As usual the two of you completely miss the point. Empires that are on the decline tend to have huge debt loads and they deliberately debase their currency in order to help cover the bills. It looks like the US is going the way of every other empire and you, like most of the citizens of those prior empires, are completely clueless about what his happening around you.
A gold standard would require a hyper-deflation that would result in a depression as severe as that of the Great Depression. But gold is so expensive ($1276 per ounce) that it would be unsuitable for many transactions. Gold has been as expensive as $1889 an ounce in 2011 and as inexpensive as $252 in 2000.
You are missing the point as usual. I was using the price of gold as a way to show that the purchasing power of currencies issued by declining empires tend to go down. Apparently you can not grasp the possibility that you are living in such an empire. That is what I have come to expect from Boomers, an unfailing ability to ignore the obvious.

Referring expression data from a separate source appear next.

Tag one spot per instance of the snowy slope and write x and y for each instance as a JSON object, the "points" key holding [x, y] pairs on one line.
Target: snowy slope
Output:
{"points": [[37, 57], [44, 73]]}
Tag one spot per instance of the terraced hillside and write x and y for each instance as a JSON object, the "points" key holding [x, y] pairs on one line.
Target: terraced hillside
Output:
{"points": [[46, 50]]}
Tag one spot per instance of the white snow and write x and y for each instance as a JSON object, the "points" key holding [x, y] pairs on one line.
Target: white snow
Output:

The fact that gold prices only tend to increase in terms of dollars over the long term should be a huge clue that the dollar is intentionally being debased which is what declining empires do without fail.
Did commodity prices increase in price as severely as the nearly 7.5% increase in the value of gold between 2000 and 2011? I didn't think so. Besides, the Roman economy was greatly different from ours in level of technological development and social realities.
If America is an 'empire in decline', then such is due to the increasing concentration of wealth and political power in fewer hands and the deterioration of democracy (as in lobbyists wielding the real power in Congress and most state legislatures. The solution will be more equality and more democracy, and not greater reliance upon some economic elites to make everything right. Yes, I prefer small business (limitations as they are) to bureaucratic behemoths with rigid ceilings for opportunity for anyone not born into the Right Family. The demise of such an entity as Sears implies that there will be plenty of opportunities for small businesses to find niches.
The ideal subject of totalitarian rule is not the convinced Nazi or the dedicated Communist but instead the people for whom the distinction between fact and fiction, true and false, no longer exists -- Hannah Arendt.